Leshan Giant Buddha

The Leshan Giant Buddha, or "Dafu," is located near Chengdu in Szechuan Province just to the east of Leshan City. It has been designated a UNESCO World Heritage Site. It is over 1,300 years old. The Giant Buddhais considered to be the largest pre-modern stone statue in the world. It is carved into the mountainside over looking the confluence of the Min, Qingyi, and Dadu Rivers. The statue is also culturally important in that it has been featured in many Chinese stories and in poems,
The origins of the statue go back to the time of the Tang Dynasty. At that time, many people relied on the rivers for their livelihood. The rivers were extremely rough and difficult to navigate. Many boats were destroyed and lives lost. A Buddhist monk by the name of Hai Tong began to collect alms in order to save money to begin the construction of the Giant Buddha hoping it would appease the river gods and calm the currents. It took Hai Tong 20 years to save enough money to begin the construction of the statue. When some government officials heard that Hai Tong had raised a significant amount of money for the Buddha's construction, they went to see Hai Tong and demanded the money. Hai Tong said he would rather give them his eyeball, which he then plucked out in front of them. The frightened officials left and construction of the Buddha began in 713 A.D. Hai Tong did not get to see the completed statue since the project took 90 years.

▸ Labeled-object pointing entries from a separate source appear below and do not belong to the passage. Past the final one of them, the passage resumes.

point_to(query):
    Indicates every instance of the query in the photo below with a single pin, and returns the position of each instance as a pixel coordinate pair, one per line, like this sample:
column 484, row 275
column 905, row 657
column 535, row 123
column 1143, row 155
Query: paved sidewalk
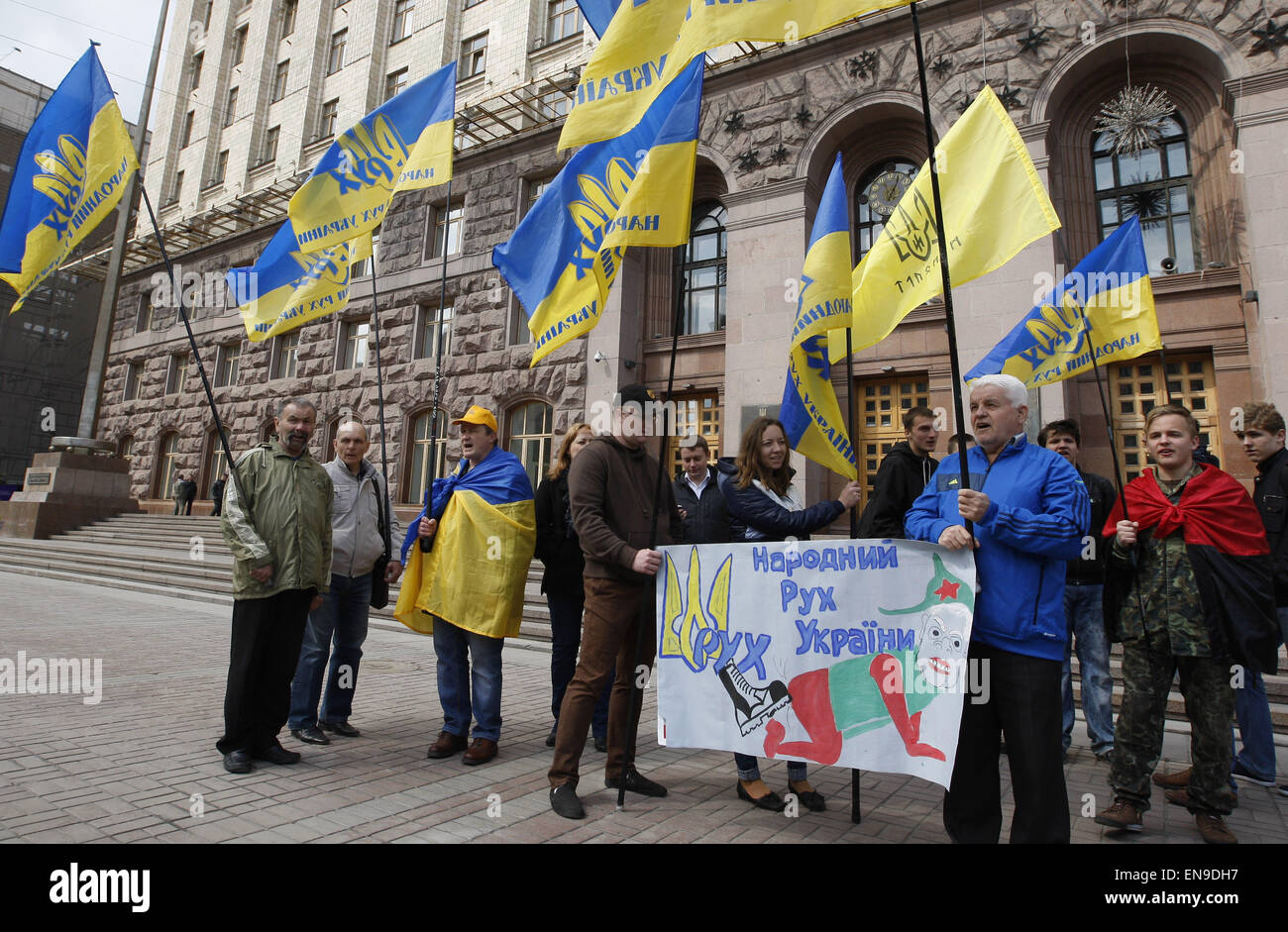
column 141, row 765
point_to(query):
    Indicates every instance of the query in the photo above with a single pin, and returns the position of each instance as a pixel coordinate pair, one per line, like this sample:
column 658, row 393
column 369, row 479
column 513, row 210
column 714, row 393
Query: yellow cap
column 477, row 415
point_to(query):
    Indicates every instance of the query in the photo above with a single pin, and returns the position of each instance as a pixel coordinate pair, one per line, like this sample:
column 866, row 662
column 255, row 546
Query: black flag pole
column 951, row 325
column 855, row 816
column 196, row 352
column 425, row 546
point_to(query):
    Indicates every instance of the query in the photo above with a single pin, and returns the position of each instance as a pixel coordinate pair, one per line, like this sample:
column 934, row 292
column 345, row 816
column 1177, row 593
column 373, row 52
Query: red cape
column 1214, row 510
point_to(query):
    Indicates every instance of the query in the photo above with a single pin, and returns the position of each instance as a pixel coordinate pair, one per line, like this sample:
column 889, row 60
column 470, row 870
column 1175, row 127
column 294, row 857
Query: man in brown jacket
column 612, row 485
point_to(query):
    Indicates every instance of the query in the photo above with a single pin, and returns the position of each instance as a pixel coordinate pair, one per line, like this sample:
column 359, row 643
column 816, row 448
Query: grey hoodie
column 356, row 541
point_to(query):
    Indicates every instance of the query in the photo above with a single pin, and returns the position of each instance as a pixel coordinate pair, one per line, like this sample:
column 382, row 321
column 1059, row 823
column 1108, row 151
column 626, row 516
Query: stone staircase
column 187, row 558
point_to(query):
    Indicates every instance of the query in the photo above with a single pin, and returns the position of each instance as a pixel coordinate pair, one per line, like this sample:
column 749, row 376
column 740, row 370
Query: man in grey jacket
column 357, row 544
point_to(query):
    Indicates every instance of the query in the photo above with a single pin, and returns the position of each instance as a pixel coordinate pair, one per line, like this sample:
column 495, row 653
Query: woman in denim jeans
column 562, row 583
column 765, row 505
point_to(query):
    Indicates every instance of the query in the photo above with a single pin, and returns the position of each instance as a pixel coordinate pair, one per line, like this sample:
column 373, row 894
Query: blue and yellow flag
column 631, row 191
column 995, row 205
column 473, row 576
column 403, row 145
column 286, row 287
column 810, row 412
column 1106, row 306
column 71, row 174
column 599, row 13
column 649, row 43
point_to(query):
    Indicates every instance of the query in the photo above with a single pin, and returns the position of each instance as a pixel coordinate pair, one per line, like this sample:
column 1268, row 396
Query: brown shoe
column 481, row 751
column 1176, row 780
column 1122, row 815
column 446, row 746
column 1214, row 829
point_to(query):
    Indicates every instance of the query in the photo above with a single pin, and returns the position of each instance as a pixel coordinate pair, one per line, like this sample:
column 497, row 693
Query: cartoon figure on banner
column 883, row 686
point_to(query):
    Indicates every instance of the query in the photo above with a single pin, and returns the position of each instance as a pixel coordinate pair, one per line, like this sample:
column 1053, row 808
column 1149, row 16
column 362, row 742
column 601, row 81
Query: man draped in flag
column 993, row 204
column 648, row 43
column 631, row 191
column 403, row 145
column 71, row 172
column 480, row 528
column 1106, row 306
column 286, row 287
column 810, row 413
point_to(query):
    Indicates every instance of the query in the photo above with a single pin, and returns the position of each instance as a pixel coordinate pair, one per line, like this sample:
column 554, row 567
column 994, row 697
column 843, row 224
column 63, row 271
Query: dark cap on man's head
column 636, row 393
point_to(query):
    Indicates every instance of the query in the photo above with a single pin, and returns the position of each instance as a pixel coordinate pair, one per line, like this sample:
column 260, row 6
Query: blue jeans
column 1086, row 623
column 565, row 641
column 1252, row 713
column 343, row 617
column 748, row 768
column 459, row 681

It is believed the construction of the Buddha did help to make the rivers safer as the workers would drop huge pieces of stone carved out from the mountain into the river. This slowed the current and made the rivers easier to navigate.
In addition to the Giant Buddha, there are thousands of other Buddha's carved into the mountain around the giant statue. A statue of the monk Hai Tong as well as a shrine to Hai Tong are located nearby. Mt. Emei itself is considered a sacred mountain to Buddhists as well as some of the other mountains around the Giant Buddha.
The site is visited by millions of people each year. It is considered a sacred site for Buddhists. The most popular time to visit the statue is during the Lunar New Year when it can take several hours to climb the 250 steps next to the Buddha that lead to the top of the Buddha due to the large crowds.
The builders of the statue constructed a complex system of gutters around the Buddha in order to carry water away from the statue protecting it from erosion. The statue has suffered some damage due to the weather however pollution was the cause of much damage also. The Chinese government began restoring the Buddha in 1963. The government also had several factories closed and moved in order to lessen the exposure of pollution on the Giant Buddha.
The entire statue is carved from stone except for the ears which were carved from wood and covered with clay. The statue was constructed from the head down to the toes. The entire statue is 233 feet high. The head is 48 feet tall. The nose is 18 feet long. There are 1,021 coiled buns on the head for hair.
I really enjoyed doing my research and project for the Giant Buddha. I was excited to actually get to see it however I would have really liked to have had the opportunity to walk around it and seen some of the other statues and shrines on the mountain.
The Tang Dynasty is referred to as a time of peace and prosperity. I would think this aided in the construction of the Buddha since many of the men working on the statue would likely have been called upon to be soldiers if this were a warring time for China. During the Tang Dynasty there was also an appreciation for works or art. I would believe that this attitude would also supported the construction of the Buddha in addition to the religious aspect of the statue.